2. Ingram next argues that there was insufficient evidence to support his conviction of possession of a firearm by a convicted felon, contending the State failed to prove his status as a convicted felon.
On appeal the evidence must be viewed in the light most favorable to support the verdict, and [Ingram] no longer enjoys a presumption of innocence; moreover, an appellate court determines evidence sufficiency and does not weigh the evidence or determine witness credibility. The verdict must be upheld if any rational trier of fact could have found the essential elements of the crime beyond a reasonable doubt.

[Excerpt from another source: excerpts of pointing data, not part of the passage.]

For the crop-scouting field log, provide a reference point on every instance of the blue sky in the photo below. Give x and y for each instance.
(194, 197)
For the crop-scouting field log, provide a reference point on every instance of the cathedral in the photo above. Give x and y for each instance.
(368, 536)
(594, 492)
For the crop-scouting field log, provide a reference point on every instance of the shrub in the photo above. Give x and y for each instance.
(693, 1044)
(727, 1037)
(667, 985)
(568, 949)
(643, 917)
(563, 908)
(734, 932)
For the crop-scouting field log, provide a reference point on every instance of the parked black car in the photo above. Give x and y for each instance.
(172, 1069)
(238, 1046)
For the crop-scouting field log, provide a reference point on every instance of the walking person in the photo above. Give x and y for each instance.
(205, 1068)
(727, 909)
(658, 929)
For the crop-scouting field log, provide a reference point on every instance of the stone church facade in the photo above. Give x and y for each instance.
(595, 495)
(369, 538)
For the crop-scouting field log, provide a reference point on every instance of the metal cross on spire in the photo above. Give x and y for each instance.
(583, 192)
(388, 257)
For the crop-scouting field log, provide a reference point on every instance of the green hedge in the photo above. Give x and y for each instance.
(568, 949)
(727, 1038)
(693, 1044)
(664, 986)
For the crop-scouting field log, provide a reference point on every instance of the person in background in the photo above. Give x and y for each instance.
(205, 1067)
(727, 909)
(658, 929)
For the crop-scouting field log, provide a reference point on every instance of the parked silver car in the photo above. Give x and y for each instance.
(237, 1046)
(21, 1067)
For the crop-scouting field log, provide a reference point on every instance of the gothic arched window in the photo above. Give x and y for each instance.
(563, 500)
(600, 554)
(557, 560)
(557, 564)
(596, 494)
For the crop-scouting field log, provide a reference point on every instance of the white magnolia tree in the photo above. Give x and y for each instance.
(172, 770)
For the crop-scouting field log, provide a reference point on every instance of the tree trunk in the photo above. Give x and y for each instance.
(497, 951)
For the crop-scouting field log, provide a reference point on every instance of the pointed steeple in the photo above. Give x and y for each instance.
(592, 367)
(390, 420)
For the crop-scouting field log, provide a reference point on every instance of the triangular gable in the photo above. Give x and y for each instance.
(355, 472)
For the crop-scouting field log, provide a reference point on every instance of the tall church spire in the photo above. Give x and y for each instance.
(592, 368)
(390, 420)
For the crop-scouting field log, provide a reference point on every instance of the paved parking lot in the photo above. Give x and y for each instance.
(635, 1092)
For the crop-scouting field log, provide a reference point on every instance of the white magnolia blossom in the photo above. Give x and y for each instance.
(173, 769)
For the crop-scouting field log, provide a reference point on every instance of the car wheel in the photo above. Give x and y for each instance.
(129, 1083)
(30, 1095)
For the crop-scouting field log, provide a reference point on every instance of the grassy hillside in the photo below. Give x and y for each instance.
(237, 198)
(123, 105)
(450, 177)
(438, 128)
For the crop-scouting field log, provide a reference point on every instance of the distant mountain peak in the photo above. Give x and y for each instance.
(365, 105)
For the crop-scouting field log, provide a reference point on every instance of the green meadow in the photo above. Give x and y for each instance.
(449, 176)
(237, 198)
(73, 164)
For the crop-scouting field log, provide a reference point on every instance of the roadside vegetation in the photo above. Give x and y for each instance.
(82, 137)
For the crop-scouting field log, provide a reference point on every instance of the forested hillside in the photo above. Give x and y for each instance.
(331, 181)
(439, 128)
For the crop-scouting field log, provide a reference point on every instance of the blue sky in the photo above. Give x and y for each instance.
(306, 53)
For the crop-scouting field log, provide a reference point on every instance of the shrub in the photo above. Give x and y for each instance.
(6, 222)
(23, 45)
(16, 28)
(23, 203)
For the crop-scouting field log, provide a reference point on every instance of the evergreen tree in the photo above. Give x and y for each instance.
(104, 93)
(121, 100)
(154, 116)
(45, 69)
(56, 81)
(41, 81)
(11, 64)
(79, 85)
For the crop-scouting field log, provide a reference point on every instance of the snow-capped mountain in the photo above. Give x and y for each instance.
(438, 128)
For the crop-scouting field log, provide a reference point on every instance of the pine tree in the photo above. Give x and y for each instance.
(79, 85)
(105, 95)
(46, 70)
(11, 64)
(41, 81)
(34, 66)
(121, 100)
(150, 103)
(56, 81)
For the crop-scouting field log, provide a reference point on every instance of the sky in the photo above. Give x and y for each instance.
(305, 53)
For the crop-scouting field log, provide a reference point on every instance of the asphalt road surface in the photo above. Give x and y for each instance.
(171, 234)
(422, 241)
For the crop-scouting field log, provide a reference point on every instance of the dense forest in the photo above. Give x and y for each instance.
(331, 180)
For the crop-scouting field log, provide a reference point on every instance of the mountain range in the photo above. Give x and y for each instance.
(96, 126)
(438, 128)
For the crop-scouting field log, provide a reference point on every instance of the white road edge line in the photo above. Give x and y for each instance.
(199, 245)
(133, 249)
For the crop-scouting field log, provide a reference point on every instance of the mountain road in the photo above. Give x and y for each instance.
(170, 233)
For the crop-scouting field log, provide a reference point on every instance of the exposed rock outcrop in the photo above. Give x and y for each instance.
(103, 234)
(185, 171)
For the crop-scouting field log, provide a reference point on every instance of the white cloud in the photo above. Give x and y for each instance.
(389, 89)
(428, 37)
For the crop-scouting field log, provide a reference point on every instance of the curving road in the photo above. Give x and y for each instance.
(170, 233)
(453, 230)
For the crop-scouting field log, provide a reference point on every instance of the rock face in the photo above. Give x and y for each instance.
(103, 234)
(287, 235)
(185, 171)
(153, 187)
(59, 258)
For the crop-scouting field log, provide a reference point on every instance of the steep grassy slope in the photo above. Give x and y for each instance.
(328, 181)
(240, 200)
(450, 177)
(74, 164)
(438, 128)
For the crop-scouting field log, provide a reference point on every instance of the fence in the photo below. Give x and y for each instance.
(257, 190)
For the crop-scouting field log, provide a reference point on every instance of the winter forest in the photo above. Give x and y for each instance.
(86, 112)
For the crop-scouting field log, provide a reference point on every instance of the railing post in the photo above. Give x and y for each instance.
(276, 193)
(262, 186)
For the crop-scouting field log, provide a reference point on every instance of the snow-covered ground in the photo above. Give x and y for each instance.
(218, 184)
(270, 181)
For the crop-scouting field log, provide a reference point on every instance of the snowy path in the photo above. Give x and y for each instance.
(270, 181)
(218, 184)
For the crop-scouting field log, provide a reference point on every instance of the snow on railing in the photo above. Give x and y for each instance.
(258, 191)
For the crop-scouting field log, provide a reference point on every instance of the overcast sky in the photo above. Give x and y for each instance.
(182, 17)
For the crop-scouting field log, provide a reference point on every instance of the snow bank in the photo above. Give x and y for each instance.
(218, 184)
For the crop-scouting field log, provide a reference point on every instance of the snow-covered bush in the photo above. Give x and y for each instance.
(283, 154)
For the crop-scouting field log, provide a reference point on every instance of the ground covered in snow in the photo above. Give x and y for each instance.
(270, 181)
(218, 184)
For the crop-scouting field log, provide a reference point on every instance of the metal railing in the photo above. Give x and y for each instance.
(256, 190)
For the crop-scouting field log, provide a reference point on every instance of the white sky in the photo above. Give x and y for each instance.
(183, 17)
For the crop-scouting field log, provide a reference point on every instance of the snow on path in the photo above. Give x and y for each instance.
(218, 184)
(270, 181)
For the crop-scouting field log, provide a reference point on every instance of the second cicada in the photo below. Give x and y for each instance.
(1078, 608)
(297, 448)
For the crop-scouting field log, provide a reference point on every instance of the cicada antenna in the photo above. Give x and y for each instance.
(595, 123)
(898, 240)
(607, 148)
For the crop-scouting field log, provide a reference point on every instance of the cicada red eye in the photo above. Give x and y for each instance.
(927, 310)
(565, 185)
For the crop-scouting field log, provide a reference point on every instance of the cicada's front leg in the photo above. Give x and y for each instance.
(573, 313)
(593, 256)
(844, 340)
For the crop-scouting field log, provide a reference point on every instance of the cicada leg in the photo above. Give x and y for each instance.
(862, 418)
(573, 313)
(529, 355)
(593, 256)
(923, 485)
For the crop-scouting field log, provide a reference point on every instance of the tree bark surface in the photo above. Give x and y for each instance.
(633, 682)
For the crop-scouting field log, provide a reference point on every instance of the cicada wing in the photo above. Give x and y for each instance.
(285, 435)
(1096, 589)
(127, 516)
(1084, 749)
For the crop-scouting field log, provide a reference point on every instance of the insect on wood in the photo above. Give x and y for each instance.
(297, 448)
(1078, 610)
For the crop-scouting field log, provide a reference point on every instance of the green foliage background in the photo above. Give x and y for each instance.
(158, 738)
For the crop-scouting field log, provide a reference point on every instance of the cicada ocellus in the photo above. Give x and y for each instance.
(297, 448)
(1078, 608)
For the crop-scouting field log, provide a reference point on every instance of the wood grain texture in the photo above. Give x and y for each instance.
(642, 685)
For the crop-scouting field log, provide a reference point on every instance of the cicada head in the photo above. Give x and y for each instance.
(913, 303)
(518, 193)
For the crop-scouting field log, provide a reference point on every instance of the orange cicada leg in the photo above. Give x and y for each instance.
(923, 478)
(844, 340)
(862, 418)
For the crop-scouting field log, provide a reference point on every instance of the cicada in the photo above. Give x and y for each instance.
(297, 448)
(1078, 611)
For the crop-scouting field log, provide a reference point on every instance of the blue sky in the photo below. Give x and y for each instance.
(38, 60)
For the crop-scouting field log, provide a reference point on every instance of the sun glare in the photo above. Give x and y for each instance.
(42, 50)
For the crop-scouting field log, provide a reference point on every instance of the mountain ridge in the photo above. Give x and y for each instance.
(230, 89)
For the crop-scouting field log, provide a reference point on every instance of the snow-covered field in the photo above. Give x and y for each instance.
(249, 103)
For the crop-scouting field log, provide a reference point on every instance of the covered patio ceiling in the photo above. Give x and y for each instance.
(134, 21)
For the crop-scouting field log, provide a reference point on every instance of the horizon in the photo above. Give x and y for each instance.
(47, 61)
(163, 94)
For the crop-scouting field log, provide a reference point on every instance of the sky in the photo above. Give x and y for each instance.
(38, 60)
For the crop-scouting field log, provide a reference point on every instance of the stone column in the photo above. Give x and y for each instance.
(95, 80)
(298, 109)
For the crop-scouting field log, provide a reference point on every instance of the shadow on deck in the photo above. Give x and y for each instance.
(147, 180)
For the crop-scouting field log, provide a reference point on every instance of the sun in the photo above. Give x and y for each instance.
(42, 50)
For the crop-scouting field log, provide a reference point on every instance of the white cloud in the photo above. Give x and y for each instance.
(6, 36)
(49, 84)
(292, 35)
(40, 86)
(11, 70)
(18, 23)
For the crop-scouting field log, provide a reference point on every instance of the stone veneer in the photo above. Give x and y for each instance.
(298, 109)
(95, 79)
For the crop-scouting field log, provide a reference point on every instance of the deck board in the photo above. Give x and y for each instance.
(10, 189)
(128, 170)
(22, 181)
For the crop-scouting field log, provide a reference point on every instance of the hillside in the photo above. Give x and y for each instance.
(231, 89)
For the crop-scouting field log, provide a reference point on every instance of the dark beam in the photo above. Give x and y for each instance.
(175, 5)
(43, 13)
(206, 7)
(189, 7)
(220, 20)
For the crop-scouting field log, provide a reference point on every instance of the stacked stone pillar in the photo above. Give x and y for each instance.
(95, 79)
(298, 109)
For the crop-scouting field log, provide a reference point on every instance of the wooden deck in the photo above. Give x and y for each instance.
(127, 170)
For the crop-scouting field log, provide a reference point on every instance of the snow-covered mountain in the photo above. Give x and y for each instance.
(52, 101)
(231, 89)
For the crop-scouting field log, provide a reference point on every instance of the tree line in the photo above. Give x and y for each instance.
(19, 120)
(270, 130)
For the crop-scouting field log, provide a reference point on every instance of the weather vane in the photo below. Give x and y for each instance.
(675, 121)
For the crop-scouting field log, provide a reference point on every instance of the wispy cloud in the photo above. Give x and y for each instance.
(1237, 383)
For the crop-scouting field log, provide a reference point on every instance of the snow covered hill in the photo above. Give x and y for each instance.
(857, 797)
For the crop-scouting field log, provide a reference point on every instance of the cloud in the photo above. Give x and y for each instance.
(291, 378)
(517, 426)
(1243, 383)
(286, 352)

(Punctuation omitted.) Barber v. State, 235 Ga. App. 170 (509 SE2d
A prior felony conviction is an essential element of OCGA § 16-11-131. Holcomb v. State, 213 Ga. App. 15 (443 SE2d 662) (1994). At trial Ingram objected to the admission into evidence of a prior indictment for armed robbery on the grounds that it did not show that he had pled guilty or whether he was represented by counsel. To resolve the objection, the trial court inquired whether admitting the sentence but not the indictment would satisfy Ingram’s objection. Counsel stated it would, whereupon a certified copy of the five-year sentence was admitted, without objection, as evidence of the prior conviction of armed robbery. The sentence showed both that Ingram had pled guilty to armed robbery and that he had been represented by counsel. Additional evidence showed that Ingram, using a gun in his possession, shot the victim. This evidence is sufficient to authorize his conviction for possession of a firearm by a convicted felon. See Jackson, supra.
On appeal, Ingram argues that the previous indictment for armed robbery failed to show that he had entered the guilty plea voluntarily. Since the indictment was not admitted at trial, we have nothing to consider on appeal.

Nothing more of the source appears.